Multilayer Perceptrons

Adding a “hidden” layer of perceptrons allows the model to find solutions to linearly inseparable problems. An example of this architecture is shown below.

The input to the hidden layer is the same as it was before, as is the the activation function.

$$h_j = \sum_i w_{ij} \times x_i + b_j$$

$$a_j = sigmoid(h_j)$$

The input to the output layer is the output of the hidden layer.

$$o_k = \sum_j w_{jk} \times a_j + b_j$$

$$a_k = sigmoid(o_k)$$

Stacking more and more layers helps the network learn more patterns.

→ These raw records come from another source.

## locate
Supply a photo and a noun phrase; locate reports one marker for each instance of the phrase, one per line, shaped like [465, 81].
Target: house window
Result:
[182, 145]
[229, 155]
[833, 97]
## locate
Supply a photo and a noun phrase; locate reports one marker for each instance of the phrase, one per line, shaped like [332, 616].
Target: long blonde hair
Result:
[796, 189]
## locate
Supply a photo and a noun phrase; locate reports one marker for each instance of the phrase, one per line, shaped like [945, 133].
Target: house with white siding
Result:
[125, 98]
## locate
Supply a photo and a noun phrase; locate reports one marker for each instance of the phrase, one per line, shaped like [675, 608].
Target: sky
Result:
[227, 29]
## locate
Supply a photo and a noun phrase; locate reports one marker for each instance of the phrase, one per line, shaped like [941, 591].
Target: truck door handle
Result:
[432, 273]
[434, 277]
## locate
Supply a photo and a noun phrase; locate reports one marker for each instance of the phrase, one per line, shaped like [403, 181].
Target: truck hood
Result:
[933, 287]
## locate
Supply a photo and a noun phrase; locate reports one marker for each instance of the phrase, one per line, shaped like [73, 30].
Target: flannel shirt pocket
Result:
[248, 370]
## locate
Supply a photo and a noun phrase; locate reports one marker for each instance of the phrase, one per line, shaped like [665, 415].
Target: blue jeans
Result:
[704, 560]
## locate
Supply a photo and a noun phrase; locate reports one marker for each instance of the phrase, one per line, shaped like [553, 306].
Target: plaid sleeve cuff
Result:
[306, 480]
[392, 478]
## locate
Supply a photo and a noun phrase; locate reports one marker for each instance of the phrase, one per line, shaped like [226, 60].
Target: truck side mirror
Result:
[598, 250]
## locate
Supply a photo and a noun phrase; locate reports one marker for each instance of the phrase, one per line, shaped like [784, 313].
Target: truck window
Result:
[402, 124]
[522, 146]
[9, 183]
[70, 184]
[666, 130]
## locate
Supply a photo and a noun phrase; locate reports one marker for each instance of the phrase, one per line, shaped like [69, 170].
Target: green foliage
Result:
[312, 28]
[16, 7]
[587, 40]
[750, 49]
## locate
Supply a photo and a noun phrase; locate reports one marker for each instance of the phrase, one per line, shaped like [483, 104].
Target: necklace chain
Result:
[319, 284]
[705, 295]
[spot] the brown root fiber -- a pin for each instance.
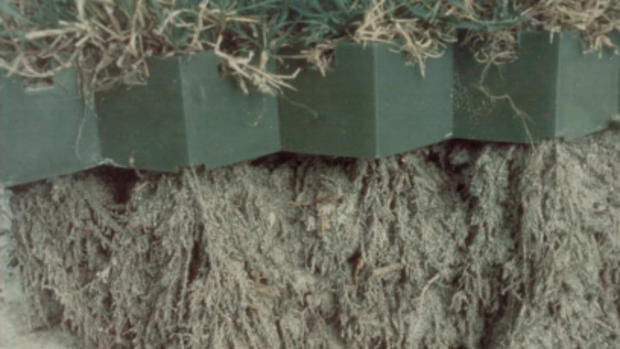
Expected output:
(462, 245)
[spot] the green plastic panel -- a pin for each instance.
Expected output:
(186, 115)
(371, 104)
(551, 90)
(45, 132)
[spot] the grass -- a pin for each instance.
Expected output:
(110, 40)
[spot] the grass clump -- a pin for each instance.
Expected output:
(110, 41)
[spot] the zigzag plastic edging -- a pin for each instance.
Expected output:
(186, 115)
(45, 132)
(371, 104)
(552, 90)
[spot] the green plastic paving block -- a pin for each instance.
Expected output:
(371, 104)
(551, 90)
(186, 115)
(45, 132)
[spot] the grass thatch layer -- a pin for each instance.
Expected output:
(463, 245)
(110, 40)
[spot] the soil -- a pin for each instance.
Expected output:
(15, 330)
(460, 245)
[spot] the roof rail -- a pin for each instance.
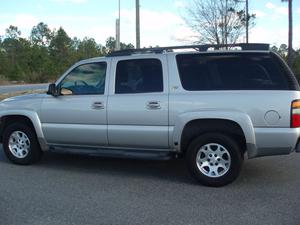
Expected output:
(200, 48)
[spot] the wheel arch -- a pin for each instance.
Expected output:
(237, 124)
(27, 117)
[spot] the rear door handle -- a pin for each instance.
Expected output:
(153, 105)
(98, 105)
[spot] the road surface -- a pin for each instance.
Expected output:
(69, 189)
(25, 87)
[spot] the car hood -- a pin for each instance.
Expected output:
(24, 102)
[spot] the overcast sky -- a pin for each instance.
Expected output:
(161, 20)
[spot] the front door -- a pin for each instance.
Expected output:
(78, 115)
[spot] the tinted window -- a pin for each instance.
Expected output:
(230, 72)
(85, 79)
(139, 76)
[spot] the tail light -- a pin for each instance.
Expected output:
(295, 114)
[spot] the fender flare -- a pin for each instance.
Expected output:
(35, 120)
(241, 118)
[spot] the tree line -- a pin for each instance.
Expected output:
(46, 53)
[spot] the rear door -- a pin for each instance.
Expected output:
(138, 103)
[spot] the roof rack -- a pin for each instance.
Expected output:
(200, 48)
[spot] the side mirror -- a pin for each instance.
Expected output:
(52, 90)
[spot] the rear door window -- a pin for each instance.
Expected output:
(230, 71)
(139, 76)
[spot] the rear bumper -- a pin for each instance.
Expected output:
(1, 129)
(274, 141)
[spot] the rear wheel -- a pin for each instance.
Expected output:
(20, 144)
(214, 159)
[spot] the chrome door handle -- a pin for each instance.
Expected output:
(153, 105)
(98, 105)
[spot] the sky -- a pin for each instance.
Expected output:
(161, 20)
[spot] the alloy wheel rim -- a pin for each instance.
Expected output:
(213, 160)
(19, 144)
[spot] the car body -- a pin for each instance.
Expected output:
(160, 104)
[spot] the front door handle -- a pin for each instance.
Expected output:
(152, 105)
(98, 105)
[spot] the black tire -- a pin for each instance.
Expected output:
(233, 169)
(34, 151)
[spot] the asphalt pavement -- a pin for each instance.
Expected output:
(24, 87)
(73, 189)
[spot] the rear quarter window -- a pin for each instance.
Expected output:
(232, 71)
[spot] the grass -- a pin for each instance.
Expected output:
(8, 95)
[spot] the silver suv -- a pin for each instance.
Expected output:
(210, 105)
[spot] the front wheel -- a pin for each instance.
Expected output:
(214, 159)
(20, 144)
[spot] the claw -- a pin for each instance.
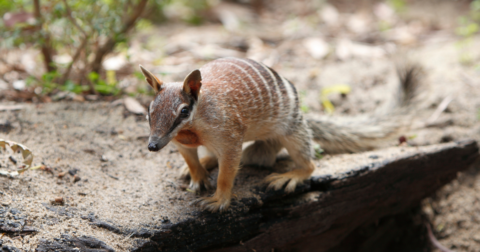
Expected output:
(198, 186)
(184, 172)
(276, 181)
(213, 204)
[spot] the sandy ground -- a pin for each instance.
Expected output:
(119, 177)
(105, 145)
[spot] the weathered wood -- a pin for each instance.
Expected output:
(327, 210)
(321, 213)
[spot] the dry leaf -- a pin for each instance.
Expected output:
(134, 106)
(26, 153)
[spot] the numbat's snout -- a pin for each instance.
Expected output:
(230, 101)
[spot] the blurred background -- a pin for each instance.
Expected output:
(90, 50)
(339, 54)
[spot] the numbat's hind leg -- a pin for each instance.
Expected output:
(262, 153)
(198, 174)
(299, 147)
(229, 162)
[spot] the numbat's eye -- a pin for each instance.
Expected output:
(184, 112)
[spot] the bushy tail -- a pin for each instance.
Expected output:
(356, 134)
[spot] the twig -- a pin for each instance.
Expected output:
(80, 48)
(74, 59)
(46, 48)
(443, 105)
(110, 44)
(434, 240)
(70, 17)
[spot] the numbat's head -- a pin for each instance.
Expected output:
(173, 107)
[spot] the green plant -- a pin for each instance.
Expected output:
(87, 30)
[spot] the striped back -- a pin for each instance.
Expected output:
(250, 91)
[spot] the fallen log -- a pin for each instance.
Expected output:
(349, 191)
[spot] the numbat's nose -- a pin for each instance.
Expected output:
(153, 147)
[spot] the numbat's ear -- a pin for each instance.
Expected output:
(193, 83)
(154, 82)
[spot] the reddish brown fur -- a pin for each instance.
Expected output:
(188, 138)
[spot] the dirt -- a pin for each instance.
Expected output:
(119, 177)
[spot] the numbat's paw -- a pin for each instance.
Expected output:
(214, 203)
(184, 172)
(276, 181)
(198, 186)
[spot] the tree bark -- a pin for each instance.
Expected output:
(317, 216)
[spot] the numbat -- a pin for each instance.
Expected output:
(230, 101)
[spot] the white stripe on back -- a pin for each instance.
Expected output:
(291, 96)
(264, 83)
(277, 88)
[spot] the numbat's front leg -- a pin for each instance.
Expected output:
(198, 174)
(229, 162)
(209, 161)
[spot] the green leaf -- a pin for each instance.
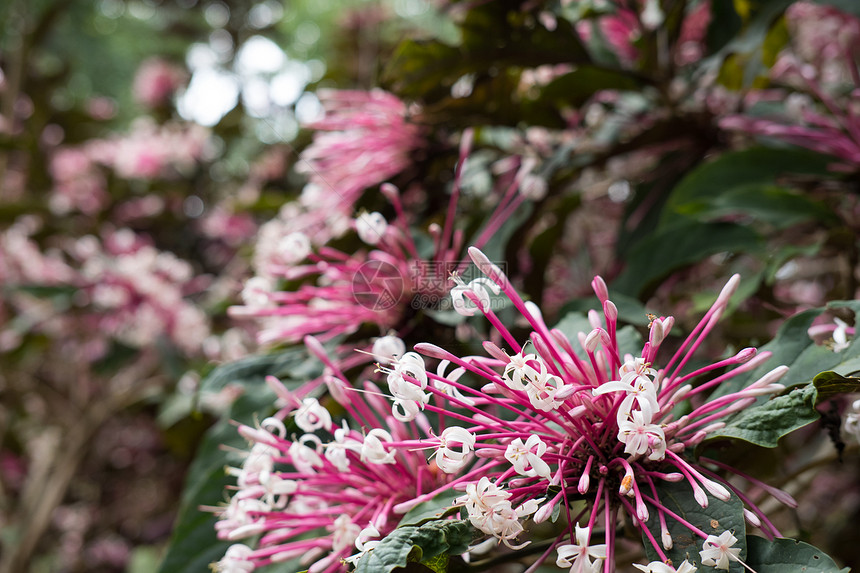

This is where the term “deep learning” comes from.

Neural Network Mathematics

The following notation will be used for the weights: $w_{ij}$ where $i$ denotes input units and $j$ denotes the hidden units.

For example, the following image shows are network with input units labeled $x_1$, $x_2$, and $x_3$, and hidden nodes labeled $h_1$ and $h_2$.

The weights need to be stored in a matrix, indexed as $w_{ij}$. Each row in the matrix corresponds to the weights leading out of a single input unit, and each column corresponds to the weights leading into a single hidden unit.

To initialize these weights we need the shape of the matrix. If we have a 2D array called features containing the input data:

n_records, n_inputs = features.shape
n_hidden = 2
weights_input_to_hidden = np.random.normal(0, n_inputs**-0.5, size=(n_inputs, n_hidden))

The result is a 2D array (or, “matrix”) named weights_input_to_hidden with dimensions n_inputs by n_hidden. Recall that the input to a hidden unit is the sum of all the inputs multiplied by the hidden unit’s weights. So, for each hidden unit, $h_j$, we use linear algebra to calculate the following sum.

$$h_j=\sum_i w_{ij} x_i$$

For the architecture described above, we’re multiplying the input (a row vector) by the weights (a matrix). This is accomplished by taking the dot product of the inputs with each column in the weights matrix. The following is for the input to the first hidden unit, $j=1$, which is associated to the first column of the weights matrix.

$$h_1=x_1 w_{11} + x_2 w_{21} + x_3 w_{31}$$

The sum of products for the second hidden layer output would be similar, except using the dot product of the inputs with the second column, and so on. Using Numpy, this calculation can be run for all the inputs and outputs simultaneously:

hidden_inputs =, weights_input_to_hidden)

Note that the weights matrix could also be defined as follows, with dimensions n_hidden by n_inputs, then multiply by a inputs when set up as a column vector. Note that the weight indices no longer match up with the labels used in earlier diagrams. In matrix notation, the row index always precedes the column index.

The critical thing to remember with matrix multiplication is that the dimensions must match. For example, three columns in the input vector, and three rows in the weights matrix. Here’s the rule:

  • If multiplying an array from the left, the array must have the same number of elements as there are rows in the matrix.
  • If multiplying the matrix from the left, the number of columns in the matrix must equal the number of elements in the array on the right.